NEWBIE award to highlight Europe’s best new farmers

An innovation-focused award is opening this autumn to UK farmers, crofters and smallholders, as part of a range of opportunities across Europe to help new entrants develop successful businesses.

The award is offered by the European Commission-funded NEWBIE project (New Entrant netWork: Business models for Innovation, entrepreneurship and resilience in European agriculture).

NEWBIE aims to build networks between newcomers, farm successors and their advisors across Europe, to increase the ability of farm successors and newcomers to agriculture to develop successful farm businesses.

The award is being offered in eight European countries with UK winners to get the chance to compare their farming innovations with Europe’s best new farmers.

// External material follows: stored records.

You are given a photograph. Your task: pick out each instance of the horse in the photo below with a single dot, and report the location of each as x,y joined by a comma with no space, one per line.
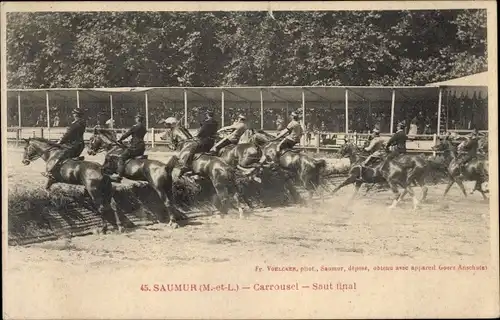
156,173
475,170
222,176
417,167
386,171
76,172
307,170
246,155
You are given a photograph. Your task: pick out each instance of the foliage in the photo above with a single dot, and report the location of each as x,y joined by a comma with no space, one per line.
108,49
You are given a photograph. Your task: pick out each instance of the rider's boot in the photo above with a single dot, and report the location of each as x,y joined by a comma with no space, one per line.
119,172
50,179
185,170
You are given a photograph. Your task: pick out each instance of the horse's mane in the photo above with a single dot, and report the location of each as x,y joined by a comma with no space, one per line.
106,133
47,141
183,130
267,135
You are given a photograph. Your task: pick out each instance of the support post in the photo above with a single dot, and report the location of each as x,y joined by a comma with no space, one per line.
48,113
185,109
304,117
393,101
222,108
434,140
370,118
439,111
347,111
19,115
111,109
146,104
152,137
261,111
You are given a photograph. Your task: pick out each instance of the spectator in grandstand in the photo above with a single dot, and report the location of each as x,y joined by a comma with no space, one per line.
40,122
413,127
55,123
280,123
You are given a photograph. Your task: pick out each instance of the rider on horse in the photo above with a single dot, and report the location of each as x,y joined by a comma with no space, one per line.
293,132
137,144
206,140
238,128
71,143
398,140
376,144
470,146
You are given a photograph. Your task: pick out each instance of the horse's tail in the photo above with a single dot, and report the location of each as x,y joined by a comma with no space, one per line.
106,189
319,167
170,165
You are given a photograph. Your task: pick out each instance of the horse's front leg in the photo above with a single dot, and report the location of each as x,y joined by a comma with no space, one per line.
164,196
395,191
460,183
479,187
350,180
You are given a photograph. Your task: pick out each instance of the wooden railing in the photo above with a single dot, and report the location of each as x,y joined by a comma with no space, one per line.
319,142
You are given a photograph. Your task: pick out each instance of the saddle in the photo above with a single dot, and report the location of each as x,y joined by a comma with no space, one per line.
143,157
293,150
80,158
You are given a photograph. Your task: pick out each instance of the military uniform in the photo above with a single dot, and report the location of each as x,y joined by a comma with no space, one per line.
295,132
470,147
137,145
376,144
238,129
206,140
398,140
71,143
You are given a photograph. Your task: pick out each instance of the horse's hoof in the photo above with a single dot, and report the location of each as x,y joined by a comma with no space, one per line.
173,225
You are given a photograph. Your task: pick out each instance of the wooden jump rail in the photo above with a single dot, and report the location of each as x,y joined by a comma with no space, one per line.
15,135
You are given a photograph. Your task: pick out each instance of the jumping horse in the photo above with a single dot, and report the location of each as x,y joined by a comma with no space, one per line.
474,170
416,166
222,176
75,171
157,174
386,170
307,170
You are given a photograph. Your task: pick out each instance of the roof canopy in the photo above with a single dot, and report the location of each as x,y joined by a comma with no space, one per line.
236,94
475,85
478,79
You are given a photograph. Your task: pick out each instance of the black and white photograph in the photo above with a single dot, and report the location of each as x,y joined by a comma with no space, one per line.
223,162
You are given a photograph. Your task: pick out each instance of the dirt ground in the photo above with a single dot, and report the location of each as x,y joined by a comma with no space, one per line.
451,229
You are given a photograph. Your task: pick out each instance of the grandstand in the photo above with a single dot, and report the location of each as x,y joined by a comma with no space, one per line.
329,113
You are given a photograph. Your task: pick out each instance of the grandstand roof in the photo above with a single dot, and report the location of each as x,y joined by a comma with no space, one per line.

Applicants will have to demonstrate how they have been able to overcome barriers such as access to land, labour, markets and profitability, and will be judged by a panel of agricultural industry experts.

Winners get €500 towards the cost of training or an international visit, as well as an award plaque, farm video, and opportunity to participate in a European new entrant conference with other award winners.

They will also be profiled in the national press and at major farming industry events.

Dr. Lee-Ann Sutherland, a research leader in the James Hutton Institute’s Social, Economic and Geographical Sciences group in Aberdeen and leader of NEWBIE for the James Hutton Institute, said: “New entrants are critical to the future of UK farming. This award will help highlight and support creative new entrants as they develop their businesses.

We hope that winners will be inspired by their interactions with other innovative new entrants across Europe and share what they have learned.

UK steering group member James MacKessack-Leitch, of the Scottish Land Commission, added: “There are fantastic examples of trailblazing new entrant farm businesses out there already.

“As well as celebrating some of our newest and most innovative farm enterprises, the NEWBIE award will also help draw attention to the opportunities and benefits new entrants bring to the sector.

“At the Scottish Land Commission, we’re committed to removing barriers to entry, and are looking at a range of options to help bring more new entrants and fresh ideas into agriculture, such as encouraging existing farmers to consider joint ventures with new entrants.”

How to enter

Applicants can be individuals or groups, and businesses should be established for between two and 10 years.

To enter, prospective applicants need to register on the NEWBIE website and more information about the award is available on the NEWBIE project page. The deadline for applications is November 15.